Abstract

SUMMARY While hydro-mechanical coupling in rocks is generally well understood, exotic rock poroelastic responses—such as unexpected dependence to fluid diffusion time and low skeleton moduli—have been reported. Hydro-mechanical coupling, or poroelasticity, explains how fluid-saturated rocks respond to either confining or fluid pressure variations. This coupling is usually inferred from the apparent mechanical and hydraulic properties: mechanical properties determine the strain level experienced by the rock when submitted to pressures at a timescale when fluid pressure is equilibrated, which is in turn ruled by hydraulic properties.
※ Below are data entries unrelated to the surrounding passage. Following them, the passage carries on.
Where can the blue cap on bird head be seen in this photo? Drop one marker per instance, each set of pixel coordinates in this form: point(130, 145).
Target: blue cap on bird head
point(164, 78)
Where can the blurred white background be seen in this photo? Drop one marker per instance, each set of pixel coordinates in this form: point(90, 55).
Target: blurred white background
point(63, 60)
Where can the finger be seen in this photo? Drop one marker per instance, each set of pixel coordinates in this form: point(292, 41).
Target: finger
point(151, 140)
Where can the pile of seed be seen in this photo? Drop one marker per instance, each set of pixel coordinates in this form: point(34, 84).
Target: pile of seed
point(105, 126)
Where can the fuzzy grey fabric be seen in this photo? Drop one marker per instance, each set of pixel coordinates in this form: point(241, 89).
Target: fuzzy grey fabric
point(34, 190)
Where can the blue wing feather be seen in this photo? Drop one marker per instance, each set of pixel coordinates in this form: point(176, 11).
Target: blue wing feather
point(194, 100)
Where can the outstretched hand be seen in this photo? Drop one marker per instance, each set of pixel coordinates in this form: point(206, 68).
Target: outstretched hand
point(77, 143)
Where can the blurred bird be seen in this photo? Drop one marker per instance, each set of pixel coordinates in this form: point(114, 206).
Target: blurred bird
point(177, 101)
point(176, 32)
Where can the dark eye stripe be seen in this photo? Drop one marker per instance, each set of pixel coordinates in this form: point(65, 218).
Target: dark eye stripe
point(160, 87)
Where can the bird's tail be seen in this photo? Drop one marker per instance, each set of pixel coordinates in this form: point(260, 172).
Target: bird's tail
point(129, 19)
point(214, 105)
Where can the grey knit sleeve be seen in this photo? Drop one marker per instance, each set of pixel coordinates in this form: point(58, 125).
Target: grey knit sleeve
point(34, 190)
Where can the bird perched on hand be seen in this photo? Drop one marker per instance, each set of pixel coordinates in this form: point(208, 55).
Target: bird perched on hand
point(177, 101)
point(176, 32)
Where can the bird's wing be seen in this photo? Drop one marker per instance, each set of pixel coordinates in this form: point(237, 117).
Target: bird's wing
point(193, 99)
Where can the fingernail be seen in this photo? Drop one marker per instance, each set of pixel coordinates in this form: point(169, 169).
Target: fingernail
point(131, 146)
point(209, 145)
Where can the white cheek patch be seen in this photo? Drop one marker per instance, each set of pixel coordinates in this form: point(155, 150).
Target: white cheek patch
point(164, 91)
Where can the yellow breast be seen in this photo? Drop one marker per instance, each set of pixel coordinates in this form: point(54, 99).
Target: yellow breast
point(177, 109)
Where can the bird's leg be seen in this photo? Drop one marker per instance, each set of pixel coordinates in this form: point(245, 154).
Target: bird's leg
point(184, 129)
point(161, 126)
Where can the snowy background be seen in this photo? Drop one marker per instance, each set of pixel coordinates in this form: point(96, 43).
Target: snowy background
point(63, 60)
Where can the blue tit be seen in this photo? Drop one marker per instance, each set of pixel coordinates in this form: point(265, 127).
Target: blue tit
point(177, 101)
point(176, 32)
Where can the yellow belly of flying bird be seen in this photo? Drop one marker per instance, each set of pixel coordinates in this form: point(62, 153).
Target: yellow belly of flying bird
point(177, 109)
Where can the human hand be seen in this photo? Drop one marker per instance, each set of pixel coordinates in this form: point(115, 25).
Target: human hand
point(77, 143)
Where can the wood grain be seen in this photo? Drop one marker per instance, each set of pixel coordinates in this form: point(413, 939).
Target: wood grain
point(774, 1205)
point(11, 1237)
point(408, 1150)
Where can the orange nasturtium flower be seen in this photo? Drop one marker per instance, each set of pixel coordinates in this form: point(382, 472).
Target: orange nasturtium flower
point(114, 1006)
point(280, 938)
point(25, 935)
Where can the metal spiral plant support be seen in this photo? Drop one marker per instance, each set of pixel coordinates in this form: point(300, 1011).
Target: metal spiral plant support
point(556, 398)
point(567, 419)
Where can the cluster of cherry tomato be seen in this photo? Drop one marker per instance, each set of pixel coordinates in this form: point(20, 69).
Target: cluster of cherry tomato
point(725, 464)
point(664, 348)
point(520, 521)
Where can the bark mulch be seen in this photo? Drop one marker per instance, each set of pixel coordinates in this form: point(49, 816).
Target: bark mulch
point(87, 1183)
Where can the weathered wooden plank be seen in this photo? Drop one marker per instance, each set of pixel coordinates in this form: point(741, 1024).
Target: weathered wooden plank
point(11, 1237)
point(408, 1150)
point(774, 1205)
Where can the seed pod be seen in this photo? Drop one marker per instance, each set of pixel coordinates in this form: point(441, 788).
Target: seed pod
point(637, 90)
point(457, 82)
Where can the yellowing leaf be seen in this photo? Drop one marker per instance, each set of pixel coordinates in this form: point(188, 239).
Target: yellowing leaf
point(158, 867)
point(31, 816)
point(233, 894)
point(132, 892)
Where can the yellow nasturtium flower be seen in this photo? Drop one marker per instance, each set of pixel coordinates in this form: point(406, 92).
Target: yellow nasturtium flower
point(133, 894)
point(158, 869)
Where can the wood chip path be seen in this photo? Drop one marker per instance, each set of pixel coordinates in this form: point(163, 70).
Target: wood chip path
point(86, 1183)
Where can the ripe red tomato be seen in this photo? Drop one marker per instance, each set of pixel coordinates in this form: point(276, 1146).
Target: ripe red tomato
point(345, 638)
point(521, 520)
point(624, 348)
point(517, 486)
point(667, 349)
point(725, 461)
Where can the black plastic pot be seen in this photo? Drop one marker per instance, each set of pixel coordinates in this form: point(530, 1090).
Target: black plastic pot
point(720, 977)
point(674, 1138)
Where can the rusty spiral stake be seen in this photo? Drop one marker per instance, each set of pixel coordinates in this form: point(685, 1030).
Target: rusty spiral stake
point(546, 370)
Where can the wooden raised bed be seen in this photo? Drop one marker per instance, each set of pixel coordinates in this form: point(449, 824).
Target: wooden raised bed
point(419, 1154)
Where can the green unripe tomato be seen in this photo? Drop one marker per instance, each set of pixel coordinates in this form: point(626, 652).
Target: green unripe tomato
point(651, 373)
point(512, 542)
However, the coupling between properties might not always be straightforward, particularly for rocks in which two distinct families of pore types coexist: spherical pores and cracks. Comparing it with reported laboratory data sets on pressure-dependent hydraulic and elastic properties in sandstones of different porosity confirms that the well-known simple concepts of networks in parallel apply and yield opposite dependencies for the two properties on the two pore families. Because hydro-mechanical coupling implies that the two properties—that depend differently on the pore families—will be interdependent, we further apply the same concept of parallel network. It yields that, although under apparent drained conditions, typical poroelasticity experiments could underestimate the rock compressibility ${C_{\mathrm{ bp}}}$, measured as a response to fluid pressure variation, and underestimate the related skeleton (or unjacketed) bulk modulus ${K_\mathrm{ s}} = \ 1/{C_\mathrm{ s}}$.